A.J.’s Story

An early Facebook adopter explains why he left — and why he seeks an alternative.

I was a very early adopter of Facebook (2005-2006?). My then business partner’s daughter was a student and had sent me an invite. Until then I was a very active LiveJournal user, and she thought I’d like the features of Facebook. I did until the last few years.

Why did my opinion on Facebook change?

I’ve had my personal information compromised five times in since 2007. Once when my OPM file was hacked (which included my U.S. Defense Department Security file), and several other credit and financial security failures. Watching the testimony surrounding the virtually unfettered access that Facebook had given to third parties during the Cambridge Analytica hearings really brought it home to me that Facebook was careless and negligent with user data.

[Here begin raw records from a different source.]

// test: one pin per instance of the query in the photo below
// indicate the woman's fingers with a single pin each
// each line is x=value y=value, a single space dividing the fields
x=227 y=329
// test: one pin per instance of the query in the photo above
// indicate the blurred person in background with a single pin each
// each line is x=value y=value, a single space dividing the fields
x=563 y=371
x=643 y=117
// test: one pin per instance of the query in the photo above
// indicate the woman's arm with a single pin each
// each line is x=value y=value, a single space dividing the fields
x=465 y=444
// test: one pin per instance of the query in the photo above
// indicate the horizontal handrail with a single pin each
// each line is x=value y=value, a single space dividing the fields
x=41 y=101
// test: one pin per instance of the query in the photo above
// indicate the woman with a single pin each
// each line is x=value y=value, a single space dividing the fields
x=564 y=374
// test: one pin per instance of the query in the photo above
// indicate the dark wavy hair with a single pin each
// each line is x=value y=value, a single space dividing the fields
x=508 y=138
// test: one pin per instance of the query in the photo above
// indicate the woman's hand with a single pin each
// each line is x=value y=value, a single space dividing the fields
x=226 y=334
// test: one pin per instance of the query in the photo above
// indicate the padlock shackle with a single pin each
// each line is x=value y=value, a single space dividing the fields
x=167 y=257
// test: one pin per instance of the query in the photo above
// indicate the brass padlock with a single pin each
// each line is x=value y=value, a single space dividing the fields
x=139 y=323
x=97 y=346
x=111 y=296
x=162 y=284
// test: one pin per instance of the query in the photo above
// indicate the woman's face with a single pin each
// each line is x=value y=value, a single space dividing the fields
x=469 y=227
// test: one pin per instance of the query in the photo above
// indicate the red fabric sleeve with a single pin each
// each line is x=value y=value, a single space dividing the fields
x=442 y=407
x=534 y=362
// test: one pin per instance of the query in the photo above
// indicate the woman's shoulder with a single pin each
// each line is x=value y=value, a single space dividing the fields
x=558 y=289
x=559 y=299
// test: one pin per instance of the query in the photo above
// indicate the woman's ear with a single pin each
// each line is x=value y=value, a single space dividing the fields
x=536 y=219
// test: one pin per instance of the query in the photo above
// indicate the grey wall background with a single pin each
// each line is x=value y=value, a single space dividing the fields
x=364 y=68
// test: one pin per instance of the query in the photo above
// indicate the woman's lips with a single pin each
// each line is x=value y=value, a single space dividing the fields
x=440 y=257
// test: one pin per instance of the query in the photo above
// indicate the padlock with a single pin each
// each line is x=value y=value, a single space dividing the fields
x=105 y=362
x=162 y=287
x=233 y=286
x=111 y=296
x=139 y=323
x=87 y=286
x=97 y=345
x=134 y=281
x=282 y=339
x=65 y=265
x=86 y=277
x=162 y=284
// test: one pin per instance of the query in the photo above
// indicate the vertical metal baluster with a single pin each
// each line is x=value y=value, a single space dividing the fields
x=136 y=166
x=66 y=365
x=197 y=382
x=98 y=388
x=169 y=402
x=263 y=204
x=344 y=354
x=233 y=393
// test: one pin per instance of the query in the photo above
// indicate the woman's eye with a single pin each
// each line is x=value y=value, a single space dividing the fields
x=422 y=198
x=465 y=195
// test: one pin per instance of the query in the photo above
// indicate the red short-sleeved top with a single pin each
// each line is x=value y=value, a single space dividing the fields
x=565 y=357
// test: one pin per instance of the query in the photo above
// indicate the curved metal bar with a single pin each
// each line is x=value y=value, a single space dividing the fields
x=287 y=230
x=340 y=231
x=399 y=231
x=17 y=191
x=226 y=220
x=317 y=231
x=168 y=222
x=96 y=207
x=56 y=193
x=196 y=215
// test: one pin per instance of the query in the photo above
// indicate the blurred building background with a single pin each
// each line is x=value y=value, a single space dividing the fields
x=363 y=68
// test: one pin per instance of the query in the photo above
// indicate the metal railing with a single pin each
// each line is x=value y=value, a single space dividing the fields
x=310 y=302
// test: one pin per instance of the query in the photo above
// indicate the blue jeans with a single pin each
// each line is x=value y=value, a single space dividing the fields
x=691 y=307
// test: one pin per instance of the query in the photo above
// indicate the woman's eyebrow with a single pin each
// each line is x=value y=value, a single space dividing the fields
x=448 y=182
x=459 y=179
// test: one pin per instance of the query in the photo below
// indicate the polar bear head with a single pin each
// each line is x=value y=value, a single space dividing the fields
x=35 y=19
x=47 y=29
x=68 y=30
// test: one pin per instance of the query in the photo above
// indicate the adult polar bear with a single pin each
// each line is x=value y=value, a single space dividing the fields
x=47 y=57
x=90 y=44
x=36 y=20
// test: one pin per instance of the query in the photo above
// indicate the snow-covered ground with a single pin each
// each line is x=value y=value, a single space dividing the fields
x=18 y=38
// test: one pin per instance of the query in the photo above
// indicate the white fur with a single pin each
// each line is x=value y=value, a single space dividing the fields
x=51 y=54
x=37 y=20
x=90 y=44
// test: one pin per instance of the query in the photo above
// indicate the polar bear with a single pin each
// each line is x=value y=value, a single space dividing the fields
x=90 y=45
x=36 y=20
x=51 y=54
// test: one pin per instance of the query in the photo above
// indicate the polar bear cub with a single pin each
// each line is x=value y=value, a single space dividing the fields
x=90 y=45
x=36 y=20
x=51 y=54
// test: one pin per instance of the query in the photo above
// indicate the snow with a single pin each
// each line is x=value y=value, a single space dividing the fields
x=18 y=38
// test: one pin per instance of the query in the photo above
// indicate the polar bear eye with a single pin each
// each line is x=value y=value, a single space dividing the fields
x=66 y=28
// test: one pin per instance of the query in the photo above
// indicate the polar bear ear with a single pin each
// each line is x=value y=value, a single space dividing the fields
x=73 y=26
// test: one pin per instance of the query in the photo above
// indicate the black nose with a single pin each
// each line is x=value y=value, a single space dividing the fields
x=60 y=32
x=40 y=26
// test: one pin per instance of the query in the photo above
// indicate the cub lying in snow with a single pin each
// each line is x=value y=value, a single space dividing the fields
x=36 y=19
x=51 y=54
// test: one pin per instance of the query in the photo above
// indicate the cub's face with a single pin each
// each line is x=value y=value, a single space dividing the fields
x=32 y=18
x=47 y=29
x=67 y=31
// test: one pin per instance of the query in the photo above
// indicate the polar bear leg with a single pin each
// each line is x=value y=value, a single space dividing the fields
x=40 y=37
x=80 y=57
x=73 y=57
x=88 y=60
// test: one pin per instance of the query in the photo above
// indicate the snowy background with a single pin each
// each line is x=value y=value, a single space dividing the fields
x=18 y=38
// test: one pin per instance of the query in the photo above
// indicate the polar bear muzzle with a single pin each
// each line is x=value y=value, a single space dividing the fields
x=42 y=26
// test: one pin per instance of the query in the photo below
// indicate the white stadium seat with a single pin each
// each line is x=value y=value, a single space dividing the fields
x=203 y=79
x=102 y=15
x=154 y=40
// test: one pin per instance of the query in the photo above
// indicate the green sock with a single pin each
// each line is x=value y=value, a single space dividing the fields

As news continued to develop and more and more was revealed about their business practices, it became very clear to me that Facebook was not a good corporate citizen, but was quite the opposite By using their targeting tools they were casually allowing unidentifiable parties to craft and curate the media and posts that users were exposed to. Given the practical ubiquity of Facebook in some peoples’ lives that influence was literally crafting the lens through which people viewed the world. While for most critical thinking people that’s probably not a huge risk, for vulnerable or easily-influenced individuals, that would serve as a fast track to exploitation or worse radicalization.

And, just like their security flaws, they are aware and complicit. Frankly, they don’t care about lack of privacy. To Facebook, it’s not a bug, it’s a feature.

My experiment

To really drive the point home, I conducted a simple unscientific experiment to see how many views certain posts were getting by including and excluding certain hot-button phrases and keywords. Over the course of that experiment, it became clear that they were throttling the exposure of those posts based on political keywords, again crafting a false reality for users.

Long and the short, they’re not good corporate citizens. They are a channel through which unknown and potentially nefarious players are quite literally crafting the way that people see the world. I realized that by continuing to participate, I’d only be helping perpetuate Facebook’s agenda.

So I deleted my account, and I continue to encourage others to do so.

Why I want an alternative

What’s been difficult about defecting? I miss the groups and communities. I’m a hobbyist brewer, blacksmith, musician, and artist, and I’m in a number of community clubs and gaming groups. Not being part of those Facebook groups has caused me to be far outside of the loop for much of the planning and coordination of events and gatherings, and to miss developing trends and conversations in my areas of interest.

Easily facilitating exchange of information for social clubs and event coordination tools are an essential aspect of the community experience of social media to me. Until a product can come in with some integrity but also the kind of ubiquity that Facebook, this will remain a glaring gap in my social media experience.

So I look forward to seeing and hearing more about Peer as it goes through the dev and release process, and and I’m happy to provide feedback about development as its development progresses.